Наконец Мария-Каролина, кажется, что-то поняла, Отложив фруктовый ножик, она устремила испытующий взгляд прямо в лицо Эмме:

— Вы, кажется, заняты чем-то другим, миледи! — сказала она с легким раздражением, непривычно титуловав ее. — В чем дело? Вы получили известия из Парижа? Вы уже дважды упомянули имя королевы!

При первом же резком слове Эмма встала.

— Будущее сиятельной сестры вашего величества пугает меня, — почтительно ответила она. — Не знаю почему, но в последние дни… я только и думаю о кровожадности якобинцев, с которой они посмели покуситься на священную особу их короля…

Мария-Каролина взглянула на нее удивленно.

— И вы связываете судьбу Людовика с судьбой моей сестры? Я не понимаю, почему. Не думаете же вы, что эти люди, поправшие человеческое достоинство, забудут, что Мария-Антуанетта австриячка? Ей бросили в лицо это слово как оскорбление. А теперь это может защитить ее. Они побоятся испортить отношения с австрийским императором. Когда в народе уляжется жажда крови, они будут рады вернуть ее и ее детей в Вену. Вы качаете головой? Говорите, миледи! Что вы об этом думаете?

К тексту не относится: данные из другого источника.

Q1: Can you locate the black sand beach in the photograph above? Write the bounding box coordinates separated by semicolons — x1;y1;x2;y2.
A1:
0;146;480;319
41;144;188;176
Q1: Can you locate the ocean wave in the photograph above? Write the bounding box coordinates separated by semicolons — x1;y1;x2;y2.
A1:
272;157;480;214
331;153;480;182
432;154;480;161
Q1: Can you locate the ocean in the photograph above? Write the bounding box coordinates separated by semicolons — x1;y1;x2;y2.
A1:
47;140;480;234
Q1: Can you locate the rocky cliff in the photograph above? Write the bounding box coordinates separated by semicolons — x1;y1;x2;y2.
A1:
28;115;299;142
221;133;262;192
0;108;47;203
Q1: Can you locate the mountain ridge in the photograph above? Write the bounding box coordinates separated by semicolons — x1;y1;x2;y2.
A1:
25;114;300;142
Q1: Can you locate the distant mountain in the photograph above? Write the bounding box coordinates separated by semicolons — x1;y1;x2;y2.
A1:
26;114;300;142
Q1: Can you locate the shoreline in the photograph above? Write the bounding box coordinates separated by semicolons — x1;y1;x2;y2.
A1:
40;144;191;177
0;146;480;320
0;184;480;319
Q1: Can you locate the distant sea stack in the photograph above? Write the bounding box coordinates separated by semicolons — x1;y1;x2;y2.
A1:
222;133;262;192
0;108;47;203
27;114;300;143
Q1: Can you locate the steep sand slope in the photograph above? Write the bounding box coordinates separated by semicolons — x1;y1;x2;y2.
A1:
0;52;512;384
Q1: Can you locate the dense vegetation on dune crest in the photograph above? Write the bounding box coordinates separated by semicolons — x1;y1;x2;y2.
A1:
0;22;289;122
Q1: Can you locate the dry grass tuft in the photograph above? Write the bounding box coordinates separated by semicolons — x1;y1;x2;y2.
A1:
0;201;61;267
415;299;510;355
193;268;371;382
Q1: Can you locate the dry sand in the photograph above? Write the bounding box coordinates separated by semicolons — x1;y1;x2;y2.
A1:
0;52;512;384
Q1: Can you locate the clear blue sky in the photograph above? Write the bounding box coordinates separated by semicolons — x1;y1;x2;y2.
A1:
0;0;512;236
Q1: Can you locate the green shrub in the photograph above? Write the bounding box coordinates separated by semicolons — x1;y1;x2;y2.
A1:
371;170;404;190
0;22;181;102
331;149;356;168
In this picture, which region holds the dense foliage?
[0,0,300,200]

Эмма печально подняла глаза.

— Жажда крови, ваше величество? Может быть, она охватила чернь. Но вожди… Я читала речи Робеспьера. Пыталась составить по ним образ этого человека. Он говорит бесстрастно, без ненависти. Но монархия представляется ему принципом, враждебным его принципу народовластия. Поэтому он стремится свергнуть трон и уничтожить короля и все, что связано с ним. Вы полагаете, ваше величество, что этот холодный, расчетливый человек побоится Австрии? Он, готовый и себя, и весь свой народ принести в жертву своим идеям?

Мария-Каролина вскочила в волнении.

— Миледи! Вы говорите так, будто одобряете эти идеи!

— Мне они отвратительны, как всем людям, имеющим сердце и способность чувствовать. И тем не менее, если поставить себя на место этих людей… Этот народ, зашедший так далеко, что потащил на эшафот своего безвинного короля, сможет ли он сделать шаг назад? Не станет ли он опасаться, что, если освободит королеву, она возвратится во главе войска, чтобы воздать ему за содеянное?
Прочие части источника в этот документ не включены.